If you’ve Googled today, you may have noticed that the Google search page no longer says it indexes over eight billion web pages. An article, ‘Google: Our search is bigger than your search‘, in Silicon.com, says Google has stopped boasting about the size of its index "because people don’t necessarily agree on how to count it".
This strikes a familiar chord with me, as I have regularly had debates with other UK providers in the construction collaboration technology market about the size of their user base, number of projects, etc. From its earliest days, BIW, for example, made no secret of how many users, from how many companies, working on how many projects, it had using its application. It publishes these details on its home page, and regularly updates its other metrics via news releases. Most other providers, however, are more reticent. Some publish no figures at all. Others, notably Cadweb, publish numbers that are clearly based on a different way of counting.
Today, Cadweb’s statistics show it hosts just under four million items associated with 175 projects – an average of 22,839 items per project. Of the total number of items, some 2.1 million are drawings – meaning that there were around 11,780 drawings per project. Of course, this sounds very impressive, but to anyone with a working knowledge of the construction process the numbers are way too large. Presumably, Cadweb’s drawing total relates mainly to the total number of drawing copies and/or revisions. For example, if a single drawing is issued to, say, ten people, Cadweb presumably records that as 11, one original plus 10 electronic ‘copies’.
BIW, by comparison, is more up-front about its statistical policies. It counts its drawings once only; and, in a November 2004 news release, it said drawings on its 2300-odd projects were issued, on average, to an eight-strong issue list. The one million drawings it had at that date, would therefore have been augmented by a further eight million electronic ‘copies’. The number of original drawings per BIW project is – to my mind – much more realistic (around 460); the ‘copies’ would increase the total circulated to around 4140, while any drawing revisions would increase the number still further. I suspect, though, the final figure will still be well under that suggested by Cadweb’s project statistics.

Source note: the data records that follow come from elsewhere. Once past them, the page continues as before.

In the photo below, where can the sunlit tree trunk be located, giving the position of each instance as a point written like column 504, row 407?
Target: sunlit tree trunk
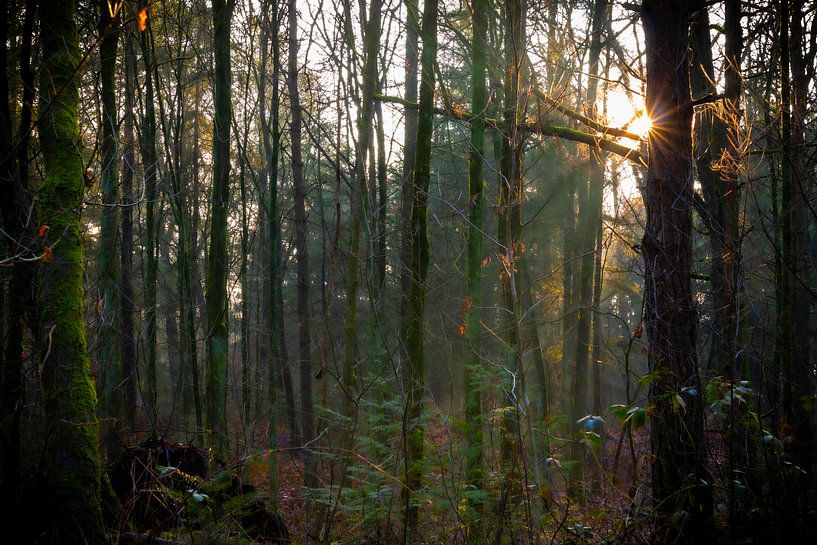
column 217, row 265
column 360, row 204
column 590, row 195
column 69, row 402
column 677, row 437
column 414, row 370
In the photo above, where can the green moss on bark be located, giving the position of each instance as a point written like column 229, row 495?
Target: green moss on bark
column 72, row 458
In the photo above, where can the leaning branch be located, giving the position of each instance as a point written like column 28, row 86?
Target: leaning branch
column 542, row 129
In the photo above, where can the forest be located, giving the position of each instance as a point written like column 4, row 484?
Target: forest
column 470, row 272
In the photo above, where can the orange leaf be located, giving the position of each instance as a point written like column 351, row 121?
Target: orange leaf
column 142, row 19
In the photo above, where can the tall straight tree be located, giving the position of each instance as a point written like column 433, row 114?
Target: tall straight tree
column 414, row 371
column 475, row 468
column 589, row 222
column 17, row 308
column 217, row 264
column 108, row 349
column 272, row 147
column 677, row 436
column 361, row 205
column 150, row 160
column 301, row 249
column 127, row 342
column 409, row 150
column 72, row 457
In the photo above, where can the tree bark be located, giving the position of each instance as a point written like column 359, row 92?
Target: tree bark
column 680, row 482
column 72, row 457
column 147, row 142
column 218, row 265
column 108, row 317
column 414, row 370
column 302, row 250
column 472, row 326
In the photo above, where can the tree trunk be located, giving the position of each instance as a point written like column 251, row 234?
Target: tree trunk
column 409, row 150
column 72, row 457
column 472, row 326
column 108, row 317
column 414, row 370
column 150, row 164
column 217, row 264
column 302, row 250
column 590, row 197
column 681, row 484
column 19, row 312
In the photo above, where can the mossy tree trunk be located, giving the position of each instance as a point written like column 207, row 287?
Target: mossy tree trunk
column 302, row 251
column 108, row 316
column 17, row 306
column 409, row 150
column 414, row 370
column 474, row 458
column 361, row 206
column 217, row 265
column 127, row 342
column 509, row 234
column 590, row 195
column 69, row 401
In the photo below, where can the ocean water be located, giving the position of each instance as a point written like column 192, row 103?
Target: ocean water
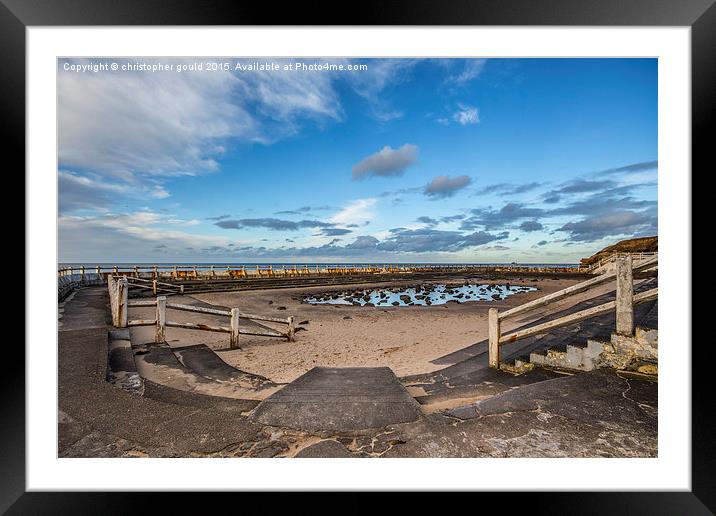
column 279, row 265
column 420, row 296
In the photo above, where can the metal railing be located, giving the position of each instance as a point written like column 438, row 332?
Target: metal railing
column 119, row 305
column 624, row 306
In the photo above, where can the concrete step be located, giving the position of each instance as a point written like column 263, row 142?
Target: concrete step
column 206, row 362
column 339, row 399
column 158, row 364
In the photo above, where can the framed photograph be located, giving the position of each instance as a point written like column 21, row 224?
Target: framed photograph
column 428, row 239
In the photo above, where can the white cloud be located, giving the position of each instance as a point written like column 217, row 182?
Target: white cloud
column 386, row 162
column 126, row 237
column 466, row 115
column 355, row 212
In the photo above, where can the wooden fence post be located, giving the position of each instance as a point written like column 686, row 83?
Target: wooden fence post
column 234, row 339
column 291, row 329
column 160, row 334
column 113, row 301
column 625, row 295
column 122, row 294
column 493, row 323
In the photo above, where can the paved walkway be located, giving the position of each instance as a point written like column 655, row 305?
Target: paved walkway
column 340, row 399
column 342, row 413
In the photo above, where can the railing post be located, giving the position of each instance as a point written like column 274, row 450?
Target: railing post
column 160, row 334
column 493, row 325
column 113, row 301
column 122, row 294
column 234, row 339
column 625, row 295
column 291, row 329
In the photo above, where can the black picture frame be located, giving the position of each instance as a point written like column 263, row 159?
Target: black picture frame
column 700, row 15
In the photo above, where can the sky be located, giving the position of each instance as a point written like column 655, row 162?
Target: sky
column 354, row 160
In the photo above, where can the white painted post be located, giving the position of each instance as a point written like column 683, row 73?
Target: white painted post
column 291, row 329
column 113, row 302
column 493, row 325
column 160, row 334
column 234, row 339
column 123, row 291
column 625, row 295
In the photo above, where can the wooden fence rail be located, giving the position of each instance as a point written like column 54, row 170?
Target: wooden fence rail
column 623, row 304
column 208, row 272
column 119, row 304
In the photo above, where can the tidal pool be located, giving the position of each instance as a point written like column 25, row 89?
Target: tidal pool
column 418, row 296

If we are to make meaningful comparisons in the capabilities and capacities of different providers’ systems (and their infrastructures), there is clearly a need for an agreed way of counting drawings and documents, plus the host of electronically generated items (ranging from transmittals to instructions, requests for information (RFIs), change orders, etc). In my view, it makes sense to count all the items once only, regardless of the number of individuals on an issue list; allowances might also have to be made for drawing revisions. But I dare say Cadweb wouldn’t agree as its numbers might appear less significant.